The Southern Poverty Law Center (SPLC) produces annual lists of “hate groups”. ADF and the Family Research Council, the two organisations that were previously removed from the US AmazonSmile programme, had been included on these lists as “anti-LGBT hate groups”. Both groups have previously contested these designations.

Of the more than 40 anti-LGBT groups that openDemocracy discovered on the platform, eight have been partners of the controversial World Congress of Families (WCF) network – which is also described by the SPLC as an “anti-LGBT hate group”.

Also on the Amazon platform is an Indiana “state affiliate” of the American Family Association (AFA), which is on the SPLC’s current list of “anti-LGBT hate groups”. The AFA has linked homosexuality with Nazism and called it “a poor and dangerous choice”. It has also previously contested its description as a “hate group.”

Another organisation on the donations platform, Focus on the Family, has been criticised by the SPLC for its anti-LGBT views and described as one of “a dozen groups [that] help drive the religious right’s anti-gay crusade”.

Screenshots of the AmazonSmile platform in December 2020.Screenshots of the AmazonSmile platform in December 2020.

Seth Levi, the SPLC’s chief strategy officer, confirmed that Amazon uses the SPLC’s “hate group designations” to identify groups “that do not align with the values and requirements of the Smile program”.

He added: “We are not aware of other sources of information, if any, Amazon uses. We urge Amazon to ensure that none of its platforms, including retail, web services, and entertainment, are used to support and/or promulgate hateful and dehumanising content, as well as disinformation that threatens the fabric of our democracy.”

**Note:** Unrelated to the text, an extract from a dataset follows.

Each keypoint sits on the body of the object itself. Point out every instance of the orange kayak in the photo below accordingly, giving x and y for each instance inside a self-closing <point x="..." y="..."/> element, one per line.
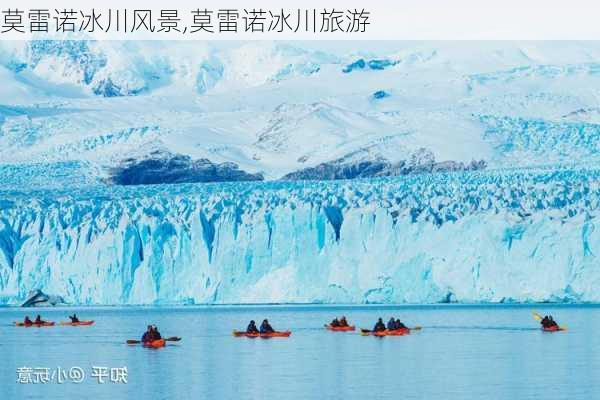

Robbie de Santos, associate director of campaigns and communications at the UK LGBT rights charity Stonewall, told openDemocracy: “It’s disappointing to see organisations that campaign against LGBT equality platformed on AmazonSmile.”

Stonewall said they have messaged their contacts at Amazon about openDemocracy’s findings. De Santos said: “We have raised our concerns with Amazon and will continue our work until every LGBT+ person is free to be themselves worldwide.”

openDemocracy contacted the American Center for Law and Justice, American Family Association, Focus on the Family and Human Life International for comment on their compliance with AmazonSmile’s Participation Agreement. None of these groups replied.

A spokesperson for the Billy Graham Evangelistic Association said the group is “grateful to participate in the Amazon Smile program” and that it “does not engage in unlawful discrimination and we do not promote intolerance.” They added: “We hope Amazon Smile will continue to respect the rights and dignity of all people, and won’t discriminate against faith-based groups based solely on their sincerely held religious beliefs.”